There are a number of parking lots I have noticed with no exit. The only way out is to backup the length of the lot, hoping no one is coming in at the same time. This system accommodates more cars in a lot and everyone just works around the inconvenience for this reason.

This is one of my favorite parking moments, for so many reasons. It’s a car from the official driving school (the one John and I took driving lessons from, which is a whole other story…). This parking lot is full, so the driving school instructor decides to park illegally in front of the trash dumpsters. What isn’t in the photo is that there is a huge lot right next to this one that is nearly empty, but you have to pay 70 cents to park there, so clearly it’s much better to ignore the no parking zone and park in front of the dumpster.

But the real story is that all of this somehow works. The driving instructor knows when the trash truck comes by and will need access to the dumpster, and that it is fine to block it for now. The police wouldn’t ticket for the same reason—you can’t really expect someone whose office is opposite and is constantly in and out of their car to park in the pay lot.

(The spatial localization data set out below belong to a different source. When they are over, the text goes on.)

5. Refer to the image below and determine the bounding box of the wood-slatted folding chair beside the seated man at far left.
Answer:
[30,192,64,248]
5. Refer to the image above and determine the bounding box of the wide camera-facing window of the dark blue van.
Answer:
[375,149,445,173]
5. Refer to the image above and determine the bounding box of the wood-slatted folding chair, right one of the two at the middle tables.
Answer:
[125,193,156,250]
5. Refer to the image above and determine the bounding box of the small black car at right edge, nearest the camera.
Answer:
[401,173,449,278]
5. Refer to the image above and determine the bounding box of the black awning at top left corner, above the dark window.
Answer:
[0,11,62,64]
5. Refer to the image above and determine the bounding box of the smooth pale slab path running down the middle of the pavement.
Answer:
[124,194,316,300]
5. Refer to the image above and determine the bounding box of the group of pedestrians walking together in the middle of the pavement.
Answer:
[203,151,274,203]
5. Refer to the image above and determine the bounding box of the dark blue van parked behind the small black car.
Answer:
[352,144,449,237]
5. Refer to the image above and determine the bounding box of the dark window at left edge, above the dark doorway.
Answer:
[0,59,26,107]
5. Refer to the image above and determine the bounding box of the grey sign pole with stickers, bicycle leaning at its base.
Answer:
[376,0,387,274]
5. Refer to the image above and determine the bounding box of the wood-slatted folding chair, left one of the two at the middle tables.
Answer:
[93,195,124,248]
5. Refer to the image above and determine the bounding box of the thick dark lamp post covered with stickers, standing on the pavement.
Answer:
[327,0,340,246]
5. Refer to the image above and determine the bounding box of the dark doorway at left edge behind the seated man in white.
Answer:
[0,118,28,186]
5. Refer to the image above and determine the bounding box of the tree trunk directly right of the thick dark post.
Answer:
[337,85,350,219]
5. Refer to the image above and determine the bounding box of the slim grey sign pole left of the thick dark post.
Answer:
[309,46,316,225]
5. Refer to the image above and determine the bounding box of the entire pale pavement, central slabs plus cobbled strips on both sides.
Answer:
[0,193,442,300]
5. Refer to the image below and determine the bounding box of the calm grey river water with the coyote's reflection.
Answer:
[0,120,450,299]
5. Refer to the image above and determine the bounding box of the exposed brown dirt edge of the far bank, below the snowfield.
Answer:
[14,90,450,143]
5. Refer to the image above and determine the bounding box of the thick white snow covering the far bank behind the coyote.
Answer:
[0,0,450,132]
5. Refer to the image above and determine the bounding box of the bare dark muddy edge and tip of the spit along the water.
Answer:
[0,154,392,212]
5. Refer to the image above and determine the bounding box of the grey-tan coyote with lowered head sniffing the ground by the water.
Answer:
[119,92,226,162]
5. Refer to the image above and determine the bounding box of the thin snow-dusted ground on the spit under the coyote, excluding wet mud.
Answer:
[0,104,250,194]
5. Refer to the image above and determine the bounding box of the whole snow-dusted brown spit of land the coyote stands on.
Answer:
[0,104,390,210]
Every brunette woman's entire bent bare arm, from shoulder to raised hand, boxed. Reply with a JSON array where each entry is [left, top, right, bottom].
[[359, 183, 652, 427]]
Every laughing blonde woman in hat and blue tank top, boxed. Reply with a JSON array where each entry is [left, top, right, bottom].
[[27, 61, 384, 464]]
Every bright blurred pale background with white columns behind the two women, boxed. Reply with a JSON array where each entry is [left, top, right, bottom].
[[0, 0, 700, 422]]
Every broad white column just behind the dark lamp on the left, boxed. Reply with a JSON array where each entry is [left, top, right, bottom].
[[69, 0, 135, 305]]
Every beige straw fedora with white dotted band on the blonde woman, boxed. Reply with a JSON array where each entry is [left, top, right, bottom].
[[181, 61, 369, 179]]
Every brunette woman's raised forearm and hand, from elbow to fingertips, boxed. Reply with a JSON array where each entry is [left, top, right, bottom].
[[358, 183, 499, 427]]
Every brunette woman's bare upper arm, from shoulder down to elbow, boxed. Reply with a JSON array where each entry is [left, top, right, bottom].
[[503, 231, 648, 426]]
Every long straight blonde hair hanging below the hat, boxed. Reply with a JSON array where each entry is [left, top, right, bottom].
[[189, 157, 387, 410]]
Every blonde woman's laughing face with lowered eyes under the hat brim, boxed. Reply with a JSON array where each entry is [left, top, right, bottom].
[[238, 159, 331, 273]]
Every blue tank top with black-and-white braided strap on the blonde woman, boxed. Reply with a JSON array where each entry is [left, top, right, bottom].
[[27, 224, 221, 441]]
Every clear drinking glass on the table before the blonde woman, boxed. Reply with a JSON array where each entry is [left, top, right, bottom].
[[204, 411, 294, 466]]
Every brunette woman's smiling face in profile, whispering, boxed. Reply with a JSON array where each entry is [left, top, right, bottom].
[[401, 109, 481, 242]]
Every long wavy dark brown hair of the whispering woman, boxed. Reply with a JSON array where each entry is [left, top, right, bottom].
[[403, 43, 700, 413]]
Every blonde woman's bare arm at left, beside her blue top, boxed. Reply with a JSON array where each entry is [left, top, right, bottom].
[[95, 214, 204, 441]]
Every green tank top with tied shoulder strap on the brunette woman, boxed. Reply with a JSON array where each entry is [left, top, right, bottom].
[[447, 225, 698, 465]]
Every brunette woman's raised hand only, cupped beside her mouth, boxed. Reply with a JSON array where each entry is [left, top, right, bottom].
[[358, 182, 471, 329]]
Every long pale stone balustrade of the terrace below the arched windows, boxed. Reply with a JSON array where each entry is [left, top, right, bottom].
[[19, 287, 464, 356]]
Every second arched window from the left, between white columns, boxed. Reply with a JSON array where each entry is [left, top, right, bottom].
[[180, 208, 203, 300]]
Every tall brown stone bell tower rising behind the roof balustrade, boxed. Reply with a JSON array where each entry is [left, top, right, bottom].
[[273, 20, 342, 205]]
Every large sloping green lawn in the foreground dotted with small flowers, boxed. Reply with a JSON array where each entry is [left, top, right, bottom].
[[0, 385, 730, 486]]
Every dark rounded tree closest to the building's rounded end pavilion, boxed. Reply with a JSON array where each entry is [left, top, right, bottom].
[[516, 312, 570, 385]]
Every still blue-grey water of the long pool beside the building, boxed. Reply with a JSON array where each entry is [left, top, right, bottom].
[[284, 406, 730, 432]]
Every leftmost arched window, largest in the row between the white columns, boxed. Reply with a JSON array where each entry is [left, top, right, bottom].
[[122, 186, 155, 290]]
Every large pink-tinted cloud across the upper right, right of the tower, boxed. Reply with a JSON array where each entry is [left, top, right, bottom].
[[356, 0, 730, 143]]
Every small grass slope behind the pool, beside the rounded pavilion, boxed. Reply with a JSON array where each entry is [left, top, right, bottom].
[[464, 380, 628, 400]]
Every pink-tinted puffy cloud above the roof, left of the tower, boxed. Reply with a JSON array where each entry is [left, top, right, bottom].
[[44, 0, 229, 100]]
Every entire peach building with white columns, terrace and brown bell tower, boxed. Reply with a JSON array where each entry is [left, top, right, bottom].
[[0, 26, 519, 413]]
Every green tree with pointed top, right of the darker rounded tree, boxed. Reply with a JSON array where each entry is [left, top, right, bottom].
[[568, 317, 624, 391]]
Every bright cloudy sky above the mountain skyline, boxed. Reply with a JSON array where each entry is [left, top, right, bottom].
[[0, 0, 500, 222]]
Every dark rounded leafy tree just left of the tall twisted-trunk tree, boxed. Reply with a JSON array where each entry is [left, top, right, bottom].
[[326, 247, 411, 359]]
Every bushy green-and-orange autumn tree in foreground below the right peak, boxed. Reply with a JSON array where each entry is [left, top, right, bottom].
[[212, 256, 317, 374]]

About a month after we’d moved to our village I’d parked the car in the square overnight, as we often did. When I returned the next morning I was surprised to find that it was now the only car there, and that the weekly market had sprung up surrounding it. Even more surprising, we hadn’t been ticketed. It turned out the police knew the car of the new Americans in town and cut us some slack because we weren’t yet up to speed on the fine points of village living, like what days the main square is emptied of cars for the market.

I love all of this, and it makes me frustrated when I come back to the U.S. and the rules of parking lots feel rigid, with no opportunity for creativity, common sense, and freedom of expression. In any given parking lot there is so much wasted space because people are parking only between the lines. I see parking opportunities everywhere, just ripe for seizing, if you are willing to break the rules.